Читаем Своим судом полностью

Старуха утром пошла в сельсовет звонить в город сыну, поскольку Боков сказал ей, что скоро начнет помирать. Сын на другой день приехал и привез с собой из города знакомого доктора. Боков дал доктору себя обследовать и не перечил, когда с него снимали ватные штаны и пимы, ему было приятно, что сын у него хотя и большой начальник в городе, а заботливый, приехал.

Доктор сказал, что у Бокова разыгрался ревматизм, а так он еще ничего, крепкий. Он дал старухе Бокова мази и наказал натирать ему ноги дважды в день — утром и вечером.

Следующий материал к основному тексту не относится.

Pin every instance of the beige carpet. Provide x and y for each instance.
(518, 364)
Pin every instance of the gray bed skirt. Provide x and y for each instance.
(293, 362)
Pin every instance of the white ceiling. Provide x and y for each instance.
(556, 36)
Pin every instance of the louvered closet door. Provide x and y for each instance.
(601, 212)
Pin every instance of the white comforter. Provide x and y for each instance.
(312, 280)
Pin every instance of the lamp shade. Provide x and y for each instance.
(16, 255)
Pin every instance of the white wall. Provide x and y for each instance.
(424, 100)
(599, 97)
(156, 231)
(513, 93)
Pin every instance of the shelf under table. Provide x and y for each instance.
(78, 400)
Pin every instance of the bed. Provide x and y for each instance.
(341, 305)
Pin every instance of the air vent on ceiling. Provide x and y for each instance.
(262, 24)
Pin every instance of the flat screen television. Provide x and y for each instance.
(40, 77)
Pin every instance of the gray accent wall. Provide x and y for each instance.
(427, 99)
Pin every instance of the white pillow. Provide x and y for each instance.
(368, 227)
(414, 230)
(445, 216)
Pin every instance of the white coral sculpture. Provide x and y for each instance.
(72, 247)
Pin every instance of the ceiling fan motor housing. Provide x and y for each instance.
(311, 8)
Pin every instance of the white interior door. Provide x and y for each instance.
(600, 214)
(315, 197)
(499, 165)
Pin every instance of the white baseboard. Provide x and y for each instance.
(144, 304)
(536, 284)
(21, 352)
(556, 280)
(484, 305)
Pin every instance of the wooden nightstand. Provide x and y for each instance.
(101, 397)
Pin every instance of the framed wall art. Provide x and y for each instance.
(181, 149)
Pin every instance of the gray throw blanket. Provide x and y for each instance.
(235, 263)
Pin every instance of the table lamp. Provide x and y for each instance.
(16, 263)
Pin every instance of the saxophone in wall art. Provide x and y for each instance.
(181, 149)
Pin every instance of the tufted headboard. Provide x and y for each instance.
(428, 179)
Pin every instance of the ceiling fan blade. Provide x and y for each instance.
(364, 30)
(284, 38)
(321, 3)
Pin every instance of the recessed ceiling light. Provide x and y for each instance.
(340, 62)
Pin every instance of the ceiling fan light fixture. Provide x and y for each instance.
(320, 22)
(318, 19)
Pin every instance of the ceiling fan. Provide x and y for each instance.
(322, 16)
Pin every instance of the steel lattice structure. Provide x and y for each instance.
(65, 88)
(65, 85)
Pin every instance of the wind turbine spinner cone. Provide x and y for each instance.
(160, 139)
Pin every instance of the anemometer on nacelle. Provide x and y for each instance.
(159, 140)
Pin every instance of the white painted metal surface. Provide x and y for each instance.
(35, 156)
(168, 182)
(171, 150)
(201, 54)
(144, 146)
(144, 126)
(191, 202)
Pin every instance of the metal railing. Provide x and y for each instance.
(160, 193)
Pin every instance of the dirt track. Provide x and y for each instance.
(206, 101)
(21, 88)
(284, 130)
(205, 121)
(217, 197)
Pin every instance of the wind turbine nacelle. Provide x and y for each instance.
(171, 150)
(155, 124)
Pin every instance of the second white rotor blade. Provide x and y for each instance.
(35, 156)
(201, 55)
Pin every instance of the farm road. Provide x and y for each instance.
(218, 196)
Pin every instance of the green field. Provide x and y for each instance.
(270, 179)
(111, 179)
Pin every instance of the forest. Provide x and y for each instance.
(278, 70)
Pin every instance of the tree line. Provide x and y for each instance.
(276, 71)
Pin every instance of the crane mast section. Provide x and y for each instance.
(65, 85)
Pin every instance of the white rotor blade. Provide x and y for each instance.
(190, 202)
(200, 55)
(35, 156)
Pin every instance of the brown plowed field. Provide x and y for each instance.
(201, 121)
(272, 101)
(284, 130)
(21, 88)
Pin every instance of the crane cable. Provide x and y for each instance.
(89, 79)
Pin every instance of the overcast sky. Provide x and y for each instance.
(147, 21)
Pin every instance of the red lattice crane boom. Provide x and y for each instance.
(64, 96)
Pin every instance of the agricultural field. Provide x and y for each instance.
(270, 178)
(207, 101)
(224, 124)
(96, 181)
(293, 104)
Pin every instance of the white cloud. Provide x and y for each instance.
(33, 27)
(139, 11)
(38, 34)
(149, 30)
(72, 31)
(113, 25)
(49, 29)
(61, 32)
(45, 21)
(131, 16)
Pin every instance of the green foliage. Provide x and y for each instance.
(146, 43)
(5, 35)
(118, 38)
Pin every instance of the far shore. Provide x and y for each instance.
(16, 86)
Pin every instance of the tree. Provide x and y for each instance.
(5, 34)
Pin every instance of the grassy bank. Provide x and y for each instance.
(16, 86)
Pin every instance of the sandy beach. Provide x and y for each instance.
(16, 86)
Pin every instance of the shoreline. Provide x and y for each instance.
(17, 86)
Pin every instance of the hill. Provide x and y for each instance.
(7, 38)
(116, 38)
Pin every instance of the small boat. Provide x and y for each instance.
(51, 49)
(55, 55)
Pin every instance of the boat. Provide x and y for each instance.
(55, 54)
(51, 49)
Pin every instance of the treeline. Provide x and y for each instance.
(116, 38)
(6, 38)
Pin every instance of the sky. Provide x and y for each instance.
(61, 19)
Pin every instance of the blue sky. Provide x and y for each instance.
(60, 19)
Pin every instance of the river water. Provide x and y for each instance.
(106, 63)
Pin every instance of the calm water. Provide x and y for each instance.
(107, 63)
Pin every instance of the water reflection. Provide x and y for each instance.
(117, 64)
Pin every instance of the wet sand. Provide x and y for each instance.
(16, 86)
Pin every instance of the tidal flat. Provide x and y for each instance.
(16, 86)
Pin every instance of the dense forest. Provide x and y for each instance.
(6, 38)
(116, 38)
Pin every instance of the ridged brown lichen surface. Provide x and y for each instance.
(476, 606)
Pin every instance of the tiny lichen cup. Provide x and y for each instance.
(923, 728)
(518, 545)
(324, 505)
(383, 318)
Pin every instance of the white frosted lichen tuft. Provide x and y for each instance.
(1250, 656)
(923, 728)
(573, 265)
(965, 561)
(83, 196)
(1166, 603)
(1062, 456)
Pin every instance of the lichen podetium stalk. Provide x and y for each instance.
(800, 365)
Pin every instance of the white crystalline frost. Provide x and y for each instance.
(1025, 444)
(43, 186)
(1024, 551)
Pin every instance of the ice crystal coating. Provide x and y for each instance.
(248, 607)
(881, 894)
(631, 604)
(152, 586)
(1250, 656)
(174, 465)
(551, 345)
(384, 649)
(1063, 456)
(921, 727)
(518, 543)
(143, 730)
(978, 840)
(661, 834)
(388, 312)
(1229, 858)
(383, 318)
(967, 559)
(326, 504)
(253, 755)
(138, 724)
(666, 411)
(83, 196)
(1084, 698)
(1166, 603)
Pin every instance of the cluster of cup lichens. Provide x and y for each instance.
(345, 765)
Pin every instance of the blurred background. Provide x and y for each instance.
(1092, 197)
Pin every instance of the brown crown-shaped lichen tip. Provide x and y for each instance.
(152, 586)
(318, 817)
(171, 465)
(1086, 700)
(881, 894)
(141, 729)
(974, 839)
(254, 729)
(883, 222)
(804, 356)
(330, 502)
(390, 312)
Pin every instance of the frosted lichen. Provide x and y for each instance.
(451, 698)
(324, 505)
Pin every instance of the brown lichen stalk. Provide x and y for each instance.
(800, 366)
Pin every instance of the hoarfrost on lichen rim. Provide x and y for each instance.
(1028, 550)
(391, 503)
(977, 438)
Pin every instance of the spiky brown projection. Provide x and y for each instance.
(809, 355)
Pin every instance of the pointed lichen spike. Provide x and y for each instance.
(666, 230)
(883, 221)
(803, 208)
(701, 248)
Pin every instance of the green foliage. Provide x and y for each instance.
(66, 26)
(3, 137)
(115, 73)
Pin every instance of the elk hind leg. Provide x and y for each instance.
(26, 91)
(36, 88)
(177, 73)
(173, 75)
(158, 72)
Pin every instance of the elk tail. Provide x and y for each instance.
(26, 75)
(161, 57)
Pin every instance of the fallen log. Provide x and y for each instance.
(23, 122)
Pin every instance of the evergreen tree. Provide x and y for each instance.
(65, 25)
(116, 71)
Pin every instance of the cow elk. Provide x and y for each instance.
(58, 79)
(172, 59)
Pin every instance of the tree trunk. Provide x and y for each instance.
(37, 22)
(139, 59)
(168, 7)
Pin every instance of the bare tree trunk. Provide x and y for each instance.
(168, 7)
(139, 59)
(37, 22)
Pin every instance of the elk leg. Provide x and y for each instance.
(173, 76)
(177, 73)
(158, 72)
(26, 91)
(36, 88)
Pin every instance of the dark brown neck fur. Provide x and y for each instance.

Сын перед отъездом долго уговаривал Бокова бросить все и переезжать к нему в город, квартира, дескать, большая, места хватит… Старуха была согласная, но Боков воспротивился наотрез, сказал, что никуда не поедет, не будет на старости лет поглощать городскую пыль, а помрет, как положено, на родительском месте.

Когда гости уехали, Боков хорошо обмыслил все обстоятельства и приказал старухе идти за соседом. В соседях у Бокова проживал бывший тунеядец, осевший в деревне. Парень женился на вдове с двумя ребятишками, за что Боков одобрительно к нему относился и называл «тунеяром». Со временем это прозвище превратилось как бы в фамилию, и никто уже не помнил настоящего имени боковского соседа.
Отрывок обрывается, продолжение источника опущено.